When Peter Jackson, a New Zealand filmmaker of low budget Horror movies like ‘Bad Taste’ (1987) or ‘Braindead’ (1992), decided to make a live action movie out of Tolkien’s ‘Lord of the Rings’-books, nobody at Miramax, his first choice of a production company, took him seriously. The material was regarded to be far too much and too complicated to be turned into a single movie, which is why Jackson’s first intention was to split the movie into two parts. The financial risk of producing two expensive movies with loads of special effects before the audience’s acceptance of the first one was known was simply too high. Jackson left Miramax and turned to New Line Cinema, where he was accepted with open arms.
The back to back filming of three consecutive LOTR movies with a total budget of roughly 300,000,000 US$ began in New Zealand in October 1999. Chief photography ended roughly in December 2000, but a lot of post production work as well as additional pick up filming with major and minor characters was needed until the opening of ‘Lord of the Rings – The Fellowship of the Ring’ on December 23rd 2001. The second and the third movie opened each exactly one year apart around Christmas in 2002 and 2003. All three movies were huge financial successes with the first one alone covering the costs for all three many times over with cinema admissions, rentals and merchandising.
Jackson used both well known actors like Elijah Wood, Ian MacKellen or Hugo Weaving and newcomers like Orlando Bloom. Ian Holm, who plays Bilbo Baggins had earlier played the role of Frodo Baggins in the 1981 BBC radio drama. Christopher Lee, who plays Saruman, had actually known Tolkien himself.

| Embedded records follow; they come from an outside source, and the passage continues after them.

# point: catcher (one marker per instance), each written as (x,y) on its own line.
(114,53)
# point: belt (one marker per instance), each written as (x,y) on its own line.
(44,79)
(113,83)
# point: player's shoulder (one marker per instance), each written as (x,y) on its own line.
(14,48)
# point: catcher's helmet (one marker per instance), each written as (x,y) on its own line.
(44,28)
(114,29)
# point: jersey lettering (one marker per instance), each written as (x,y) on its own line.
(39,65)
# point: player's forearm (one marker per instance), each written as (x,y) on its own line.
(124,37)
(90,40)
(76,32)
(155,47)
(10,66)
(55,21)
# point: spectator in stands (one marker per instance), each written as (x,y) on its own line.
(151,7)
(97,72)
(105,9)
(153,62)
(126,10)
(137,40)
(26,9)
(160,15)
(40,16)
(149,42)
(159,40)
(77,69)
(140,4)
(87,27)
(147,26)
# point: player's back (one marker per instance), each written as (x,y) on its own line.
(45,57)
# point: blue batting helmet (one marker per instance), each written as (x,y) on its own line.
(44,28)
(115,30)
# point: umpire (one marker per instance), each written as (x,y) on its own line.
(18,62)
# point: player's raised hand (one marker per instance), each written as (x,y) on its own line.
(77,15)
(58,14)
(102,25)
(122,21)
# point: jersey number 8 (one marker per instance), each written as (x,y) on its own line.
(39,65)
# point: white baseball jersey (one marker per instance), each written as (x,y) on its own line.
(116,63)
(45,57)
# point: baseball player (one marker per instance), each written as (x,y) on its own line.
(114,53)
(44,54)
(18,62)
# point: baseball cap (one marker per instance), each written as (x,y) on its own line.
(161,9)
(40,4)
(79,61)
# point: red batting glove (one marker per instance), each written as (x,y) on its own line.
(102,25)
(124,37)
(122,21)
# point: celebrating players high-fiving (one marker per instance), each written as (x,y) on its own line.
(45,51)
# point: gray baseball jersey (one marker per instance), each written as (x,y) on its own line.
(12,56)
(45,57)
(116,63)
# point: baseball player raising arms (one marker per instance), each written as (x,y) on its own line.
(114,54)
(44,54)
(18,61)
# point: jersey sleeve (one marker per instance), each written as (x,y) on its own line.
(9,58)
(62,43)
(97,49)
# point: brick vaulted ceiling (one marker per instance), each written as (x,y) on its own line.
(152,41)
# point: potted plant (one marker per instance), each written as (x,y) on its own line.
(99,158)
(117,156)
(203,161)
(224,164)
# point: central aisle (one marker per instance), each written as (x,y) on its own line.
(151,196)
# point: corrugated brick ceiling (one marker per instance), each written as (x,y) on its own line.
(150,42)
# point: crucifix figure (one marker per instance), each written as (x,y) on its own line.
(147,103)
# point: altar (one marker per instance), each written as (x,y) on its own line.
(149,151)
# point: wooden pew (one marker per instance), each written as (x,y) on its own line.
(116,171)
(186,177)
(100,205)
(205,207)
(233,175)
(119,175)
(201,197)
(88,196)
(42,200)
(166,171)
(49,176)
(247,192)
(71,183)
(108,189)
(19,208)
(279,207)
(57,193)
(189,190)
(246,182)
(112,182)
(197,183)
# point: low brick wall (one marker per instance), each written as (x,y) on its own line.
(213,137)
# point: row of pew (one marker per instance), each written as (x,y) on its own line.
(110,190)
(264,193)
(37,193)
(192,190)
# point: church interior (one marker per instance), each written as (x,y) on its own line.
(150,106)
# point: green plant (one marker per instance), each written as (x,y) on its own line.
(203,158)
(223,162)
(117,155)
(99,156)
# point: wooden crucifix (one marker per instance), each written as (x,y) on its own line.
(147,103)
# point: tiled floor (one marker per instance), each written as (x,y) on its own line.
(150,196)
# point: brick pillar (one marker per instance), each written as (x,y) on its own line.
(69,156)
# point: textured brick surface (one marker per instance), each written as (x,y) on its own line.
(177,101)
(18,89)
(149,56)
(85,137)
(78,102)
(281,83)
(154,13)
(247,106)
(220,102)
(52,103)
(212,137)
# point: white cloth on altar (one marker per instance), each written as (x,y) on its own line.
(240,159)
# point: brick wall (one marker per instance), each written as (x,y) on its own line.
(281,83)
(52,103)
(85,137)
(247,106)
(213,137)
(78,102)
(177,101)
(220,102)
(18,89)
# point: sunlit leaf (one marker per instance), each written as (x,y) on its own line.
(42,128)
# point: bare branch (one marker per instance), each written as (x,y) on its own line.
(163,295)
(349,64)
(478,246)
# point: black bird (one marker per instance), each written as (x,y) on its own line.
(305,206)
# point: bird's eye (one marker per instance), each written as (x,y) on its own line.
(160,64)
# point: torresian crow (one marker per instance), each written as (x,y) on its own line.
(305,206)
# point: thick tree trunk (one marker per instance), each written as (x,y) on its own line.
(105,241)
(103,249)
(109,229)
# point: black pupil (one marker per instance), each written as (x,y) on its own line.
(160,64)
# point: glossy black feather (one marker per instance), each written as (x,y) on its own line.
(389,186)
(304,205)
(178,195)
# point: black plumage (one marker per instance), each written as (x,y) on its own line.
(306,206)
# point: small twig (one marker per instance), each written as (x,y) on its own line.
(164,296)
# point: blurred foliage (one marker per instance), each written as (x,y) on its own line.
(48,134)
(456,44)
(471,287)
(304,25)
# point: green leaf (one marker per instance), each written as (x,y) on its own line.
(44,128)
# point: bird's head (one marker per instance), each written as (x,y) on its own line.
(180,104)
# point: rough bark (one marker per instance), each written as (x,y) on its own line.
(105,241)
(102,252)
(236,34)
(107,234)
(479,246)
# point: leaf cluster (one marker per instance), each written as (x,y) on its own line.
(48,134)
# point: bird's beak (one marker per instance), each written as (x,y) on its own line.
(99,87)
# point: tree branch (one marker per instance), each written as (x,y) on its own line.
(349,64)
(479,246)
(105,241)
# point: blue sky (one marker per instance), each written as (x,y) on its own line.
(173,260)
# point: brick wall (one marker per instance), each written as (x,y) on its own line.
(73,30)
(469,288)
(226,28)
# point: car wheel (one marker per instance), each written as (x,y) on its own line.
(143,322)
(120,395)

The version of the first movie I chose to analyse is the one published as the extended DVD version in late 2002. Some 30 minutes more of film material complete the story and create more connections to the book than were possible in the shorter cinematic version. As the extended DVD version was published on four DVDs, two of which cover the movie and two the extras, I am going to mark quotations from Jackson movie with a ‘J’ followed by the number of the DVD and the DVD chapter.